How to Build a MySQL to MongoDB Data Pipeline
Sync data from a MySQL database to MongoDB automatically.
What This Integration Does
You've got a transactional MySQL database that's the source of truth, and a MongoDB cluster that powers a product feature, a search index, or an analytics layer. Manually keeping the two in sync is brittle. This pipeline runs on a schedule, pulls anything that's changed in MySQL since the last run, and upserts it into MongoDB so the document store stays close to real-time.
Each run is incremental and idempotent. The MySQL updated_at column drives the sync window; the MySQL primary key becomes the MongoDB _id. Re-running a window is safe - documents get overwritten rather than duplicated.
Prerequisites
- A MySQL connection with read access to the source tables.
- An
updated_at(or equivalent) column on every table you intend to sync, with an index. Without it, every run becomes a full table scan. - A MongoDB connection with write access to the target database.
- A target database (e.g.
mysql_mirror) and a collection per source table.
Step 1: Schedule Trigger
Drop a Trigger node and set its type to Schedule. Five minutes is a good starting cadence; tune it based on how fast downstream consumers need fresh data and how much load MySQL can absorb.
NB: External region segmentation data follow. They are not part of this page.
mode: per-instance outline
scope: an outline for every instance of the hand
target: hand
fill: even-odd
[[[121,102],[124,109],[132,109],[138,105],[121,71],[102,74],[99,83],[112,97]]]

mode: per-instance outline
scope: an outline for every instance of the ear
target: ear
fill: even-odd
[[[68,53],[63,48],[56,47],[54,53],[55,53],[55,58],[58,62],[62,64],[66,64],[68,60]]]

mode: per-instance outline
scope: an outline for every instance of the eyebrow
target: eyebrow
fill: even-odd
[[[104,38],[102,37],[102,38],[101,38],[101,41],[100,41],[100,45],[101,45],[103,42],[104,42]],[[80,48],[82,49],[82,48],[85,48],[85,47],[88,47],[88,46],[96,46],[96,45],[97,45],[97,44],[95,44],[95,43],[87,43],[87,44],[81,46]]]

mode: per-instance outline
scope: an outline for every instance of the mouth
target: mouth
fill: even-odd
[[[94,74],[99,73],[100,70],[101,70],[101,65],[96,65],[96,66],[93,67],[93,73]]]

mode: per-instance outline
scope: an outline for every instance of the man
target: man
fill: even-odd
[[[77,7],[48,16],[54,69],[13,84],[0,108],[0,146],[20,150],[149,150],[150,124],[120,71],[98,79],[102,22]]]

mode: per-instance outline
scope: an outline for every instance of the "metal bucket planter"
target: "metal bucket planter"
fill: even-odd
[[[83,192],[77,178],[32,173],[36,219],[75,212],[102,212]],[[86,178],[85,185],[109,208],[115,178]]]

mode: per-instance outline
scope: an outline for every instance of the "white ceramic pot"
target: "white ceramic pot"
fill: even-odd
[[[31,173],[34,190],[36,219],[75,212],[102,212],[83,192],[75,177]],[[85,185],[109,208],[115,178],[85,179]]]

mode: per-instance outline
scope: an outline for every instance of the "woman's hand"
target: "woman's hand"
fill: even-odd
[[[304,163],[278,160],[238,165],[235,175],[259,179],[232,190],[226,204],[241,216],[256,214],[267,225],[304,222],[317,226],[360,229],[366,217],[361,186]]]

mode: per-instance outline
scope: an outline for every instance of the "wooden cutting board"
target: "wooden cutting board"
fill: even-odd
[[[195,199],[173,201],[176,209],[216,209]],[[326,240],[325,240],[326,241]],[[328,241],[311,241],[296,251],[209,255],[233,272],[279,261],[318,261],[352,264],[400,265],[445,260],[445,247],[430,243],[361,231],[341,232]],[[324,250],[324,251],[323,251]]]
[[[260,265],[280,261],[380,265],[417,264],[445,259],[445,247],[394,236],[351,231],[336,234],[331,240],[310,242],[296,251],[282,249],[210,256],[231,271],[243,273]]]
Step 2: Variable - Track the Sync Window
Add a Variable assignment:
syncStart- the previous run's timestamp, or1970-01-01 00:00:00on the first run for a full backfill.syncEnd- the current timestamp, computed once so all queries in this run use the same upper bound.
Step 3: Query MySQL for Changed Rows
Add a Connector node pointing at the mysql connector and pick the execute-query tool. Pull only rows that fall in the window:
SELECT *
FROM customers
WHERE updated_at >= '{{ syncStart }}'
AND updated_at < '{{ syncEnd }}'
ORDER BY updated_at
LIMIT 5000
If the result set hits 5,000, page on updated_at by advancing syncStart to the last row's updated_at and repeating until you get fewer rows back.
Step 4: Transform - Shape Rows into Documents
Add a Transform node to convert each MySQL row into a MongoDB document:
- Set
_idto the MySQL primary key. This is what makes upserts idempotent. - Convert MySQL
DATETIMEvalues to ISO 8601 so MongoDB indexes them as Dates, not strings. - Stamp
syncedAtwith the current timestamp. - If the source table has joined data (e.g. an
addresstable), nest it into a sub-document - that's the whole point of moving to MongoDB.
Step 5: Loop and Upsert
Wrap the next step in a Loop over the transformed rows. Inside, add a Connector node for the mongodb connector with the update-documents tool:
- Database:
mysql_mirror - Collection:
customers(or whichever table you're mirroring) - Filter:
{ "_id": "{{ row._id }}" } - Update:
{ "$set": {{ row }} } - Upsert:
true
For high-throughput tables, prefer the insert-documents tool in batch mode with ordered: false when you know the run is for fresh inserts only - it's significantly faster than per-document upserts.
Step 6: Mirror Deletions
The query above never sees deleted MySQL rows. Two options. If your MySQL uses soft deletes, include deleted_at in the SELECT and translate it into a Mongo archived: true field. If MySQL hard-deletes, add a separate pass that lists all _ids in MongoDB, queries MySQL for the same IDs in chunks, and removes anything that no longer exists with the mongodb delete-documents tool.
Tips
- Index
updated_at- on the MySQL side, this is what makes incremental sync fast. Without the index, each run scans the full table. - Batch the inserts - MongoDB's bulk operations are much faster than per-document writes. Group transformed rows into batches of 500 before calling the connector.
- Multiple tables - run them in a Parallel node, one branch per table, so a slow table doesn't block the others.
Common Pitfalls
- Clock skew - if the MySQL server and Spojit run with different times, your window misses or double-counts rows. Always use MySQL's
NOW()(or pull it viaexecute-query) forsyncEndrather than a Spojit-side timestamp. - Schema changes - MongoDB is schemaless, but downstream consumers usually aren't. When MySQL adds a column, run a one-shot full backfill so older Mongo docs get the new field too.
- Big rows - MongoDB documents are capped at 16MB. If a MySQL row has huge JSON columns or text blobs, chunk them into a separate collection or compress them.
Testing
Set syncStart to one hour ago, run the workflow once, then compare a handful of records in both databases. Spot-check IDs, timestamps, and nested fields. Then turn the schedule on and watch the first few automated runs for row-count anomalies before walking away.